Clyde Frederick Vollmer was a big youth. At 6 feet 1 inch tall and a solid 190 pounds, his teammates called him Big ’Un. Born in Bridgetown, a Cincinnati suburb, on September 24, 1921, Vollmer had first starred at age 14 in the Bridgetown Baseball League, where in 1935 he led his team to the Hamilton County Grade School championship. Later, he played American Legion ball as a member of Cincinnati’s Bentley Post. By the time he left Western Hills High School in 1938 (a school that would also produce, among others, Don Zimmer, Russ Nixon, Eddie Brinkman, and an infielder named Pete Rose), Vollmer had been well scouted by the Reds. The following year, 1939, Frank Lane, Cincinnati’s farm director, signed the 17-year-old to a Cincinnati contract for $75 a month.

Almost immediately Vollmer showed he was a legitimate major-league prospect. He began his professional career in 1939, in the Class D Bi-State League, playing in the outfield for the Bassett (Virginia) Furniture Makers. In 77 games, he produced a .310 batting average, smashed six home runs, and slugged an impressive .461. Returning to Bassett in 1940, the big slugger was even better, as he played in 119 games and posted averages of .366 batting and .607 slugging, with 21 home runs and 45 doubles.

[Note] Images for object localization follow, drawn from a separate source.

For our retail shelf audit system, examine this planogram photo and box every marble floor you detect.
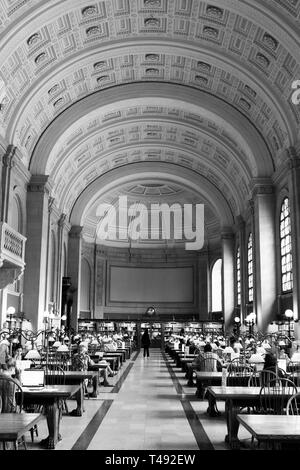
[20,349,255,451]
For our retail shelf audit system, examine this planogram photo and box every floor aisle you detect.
[88,349,198,450]
[28,349,255,451]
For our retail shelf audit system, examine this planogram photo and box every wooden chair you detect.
[286,392,300,415]
[227,363,254,386]
[0,375,27,450]
[287,361,300,387]
[259,377,297,415]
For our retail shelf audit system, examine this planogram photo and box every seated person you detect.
[291,345,300,362]
[0,357,20,413]
[187,343,223,386]
[104,340,118,352]
[248,347,266,371]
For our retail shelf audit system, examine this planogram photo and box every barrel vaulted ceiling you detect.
[0,0,300,237]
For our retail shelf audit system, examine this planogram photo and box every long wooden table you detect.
[22,384,82,449]
[195,371,250,398]
[237,414,300,448]
[46,370,98,410]
[207,386,299,449]
[0,413,45,450]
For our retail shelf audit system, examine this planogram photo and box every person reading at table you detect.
[0,357,20,413]
[72,343,114,387]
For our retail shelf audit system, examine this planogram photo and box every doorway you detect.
[141,322,162,348]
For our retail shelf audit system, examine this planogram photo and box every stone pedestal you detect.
[68,225,82,330]
[24,175,49,331]
[253,179,276,332]
[221,230,235,331]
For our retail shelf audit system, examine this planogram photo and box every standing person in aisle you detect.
[142,328,151,357]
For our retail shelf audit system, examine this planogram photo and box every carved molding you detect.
[251,178,274,198]
[27,175,50,194]
[57,214,67,227]
[2,145,17,168]
[69,225,83,238]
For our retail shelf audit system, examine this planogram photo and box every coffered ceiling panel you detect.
[0,0,300,224]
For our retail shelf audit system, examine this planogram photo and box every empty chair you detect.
[287,361,300,387]
[248,370,277,387]
[0,375,27,450]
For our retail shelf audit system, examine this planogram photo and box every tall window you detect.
[236,248,241,305]
[247,233,253,302]
[211,258,222,312]
[280,197,293,292]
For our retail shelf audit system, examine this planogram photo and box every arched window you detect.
[247,233,253,302]
[280,197,293,292]
[49,230,56,302]
[80,258,91,312]
[236,247,241,305]
[211,258,222,312]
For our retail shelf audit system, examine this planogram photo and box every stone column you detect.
[56,214,67,316]
[44,197,54,311]
[288,146,300,339]
[221,229,234,331]
[24,175,49,330]
[253,178,276,332]
[198,250,209,321]
[68,225,82,331]
[94,245,106,318]
[237,216,248,322]
[1,145,16,222]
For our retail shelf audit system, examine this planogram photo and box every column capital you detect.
[236,215,245,230]
[27,175,50,194]
[221,227,234,240]
[48,197,55,214]
[57,214,67,227]
[69,225,83,238]
[251,178,274,198]
[286,144,300,170]
[2,145,17,168]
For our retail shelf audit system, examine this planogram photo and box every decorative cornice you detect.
[286,145,300,170]
[48,197,55,214]
[69,225,83,239]
[57,214,67,227]
[2,145,16,168]
[27,175,50,194]
[236,215,246,231]
[251,178,274,198]
[221,227,234,240]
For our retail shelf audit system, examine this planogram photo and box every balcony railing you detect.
[0,222,26,267]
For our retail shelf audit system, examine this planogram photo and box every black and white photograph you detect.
[0,0,300,458]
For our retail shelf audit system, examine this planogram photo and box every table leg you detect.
[207,392,220,417]
[41,401,61,449]
[91,374,99,398]
[225,399,240,449]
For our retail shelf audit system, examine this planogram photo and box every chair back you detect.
[199,357,218,372]
[259,377,297,415]
[227,362,254,386]
[247,369,262,387]
[287,362,300,387]
[43,364,66,385]
[286,393,300,415]
[0,375,24,413]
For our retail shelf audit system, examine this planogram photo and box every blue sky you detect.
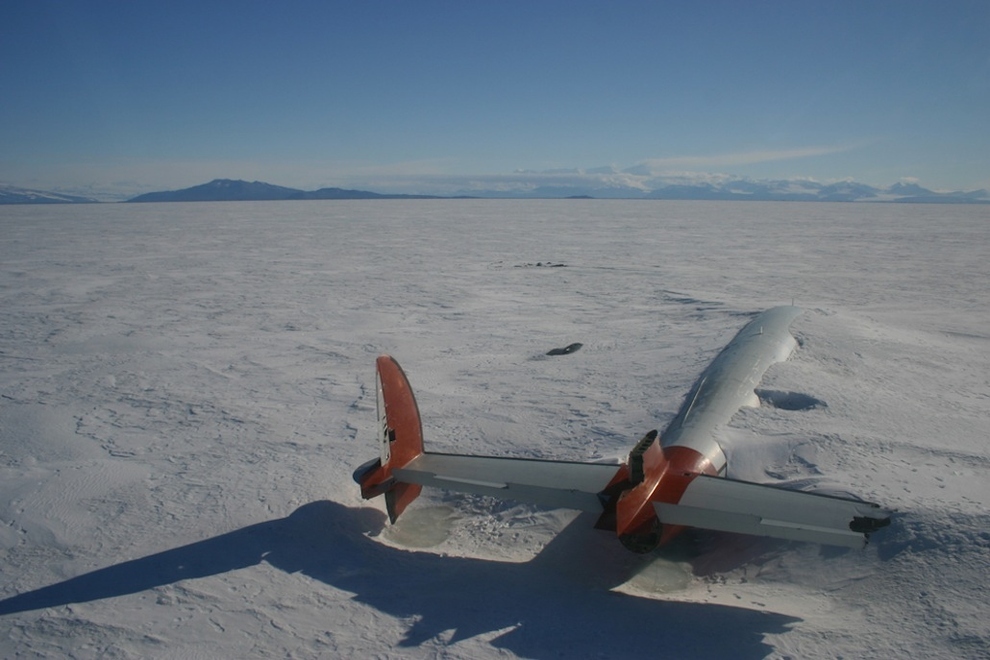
[0,0,990,194]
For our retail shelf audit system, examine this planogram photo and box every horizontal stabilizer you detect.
[393,453,619,513]
[653,475,890,548]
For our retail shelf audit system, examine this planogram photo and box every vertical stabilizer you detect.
[354,355,423,522]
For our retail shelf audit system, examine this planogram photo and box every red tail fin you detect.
[354,355,423,523]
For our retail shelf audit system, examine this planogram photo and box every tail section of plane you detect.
[354,355,423,523]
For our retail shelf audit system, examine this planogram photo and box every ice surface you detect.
[0,200,990,658]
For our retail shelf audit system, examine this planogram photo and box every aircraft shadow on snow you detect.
[0,501,800,658]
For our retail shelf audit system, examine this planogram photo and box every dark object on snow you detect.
[547,343,584,355]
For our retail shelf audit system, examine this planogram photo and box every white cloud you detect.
[640,144,861,171]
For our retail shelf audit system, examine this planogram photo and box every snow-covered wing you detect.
[654,475,890,548]
[393,453,619,513]
[660,306,801,472]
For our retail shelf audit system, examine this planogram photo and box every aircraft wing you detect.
[653,475,891,548]
[393,453,619,513]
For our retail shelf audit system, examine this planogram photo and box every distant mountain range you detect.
[0,175,990,204]
[127,179,448,202]
[0,186,96,204]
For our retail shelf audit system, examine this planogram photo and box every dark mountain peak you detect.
[128,179,303,202]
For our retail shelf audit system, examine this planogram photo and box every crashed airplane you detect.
[354,306,891,553]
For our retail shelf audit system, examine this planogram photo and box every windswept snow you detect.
[0,200,990,658]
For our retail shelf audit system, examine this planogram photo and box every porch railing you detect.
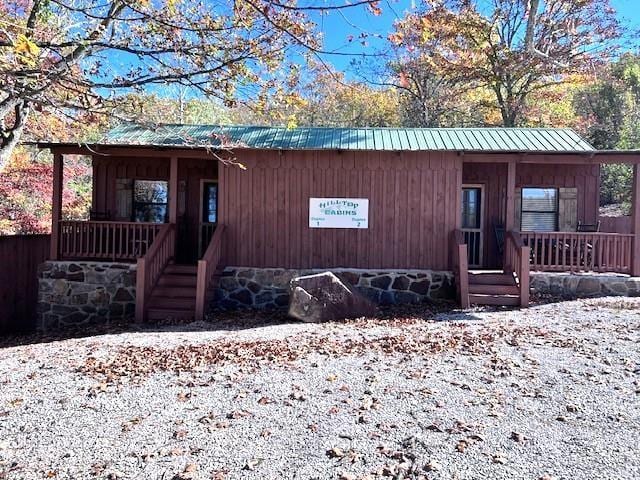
[196,225,225,320]
[136,223,176,322]
[451,230,470,308]
[521,232,634,273]
[504,231,531,307]
[58,220,162,261]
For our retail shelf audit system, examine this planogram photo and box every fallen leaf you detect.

He also proved to be a fine defensive player. Indeed, it wasn’t his hitting that recommended Vollmer for promotion to Crosley Field; rather, it was for his fielding. While compiling a fine .970 fielding average at Bassett in 1940, Vollmer committed only seven errors and totaled 21 outfield assists. So impressed were the league’s sportswriters that Vollmer was the unanimous choice as right fielder on the Bi-State League All-Star team.

In 1941, Vollmer was promoted to the Columbia (South Carolina) Reds, in the Class B South Atlantic League. While the big right-handed slugger had proved to be a consistent .300 hitter against Class D pitching, he struggled in the faster Class B ball. In 112 games, Vollmer batted just .248, although he again displayed good power, leading the league with 17 home runs while also stroking 22 doubles and 4 triples. During the September playoffs, Vollmer hit four home runs, two in one game, as Columbia defeated Macon, four games to two.

By the opening day of the 1942 season, Vollmer had once again earned a promotion: He was now the starting center fielder for the Syracuse Chiefs of the Double-A (later Triple-A) International League. Playing for manager Ens, Vollmer started slowly. After 32 games, he was batting just .214, with only one home run and a dismal slugging average of .325. Vollmer remained steady in the field. Just three years removed from Western Hills High, the young man from Cincinnati was wearing the uniform of his hometown team.

When Vollmer finally arrived at the Cincinnati Terminal that Sunday afternoon, the first game of the doubleheader was already under way. Hurriedly, he called home and told his father, Albert, a railroad worker, to get to the stadium, as Vollmer might see action in the second game. (In addition to Clyde, the third child and second son, Albert and his wife, Mabel, also produced Bernard, Myrtle, Melba, and Jewel.) Manager McKechnie started the rookie in left field in the second game, and Vollmer took his place in the Crosley Field outfield.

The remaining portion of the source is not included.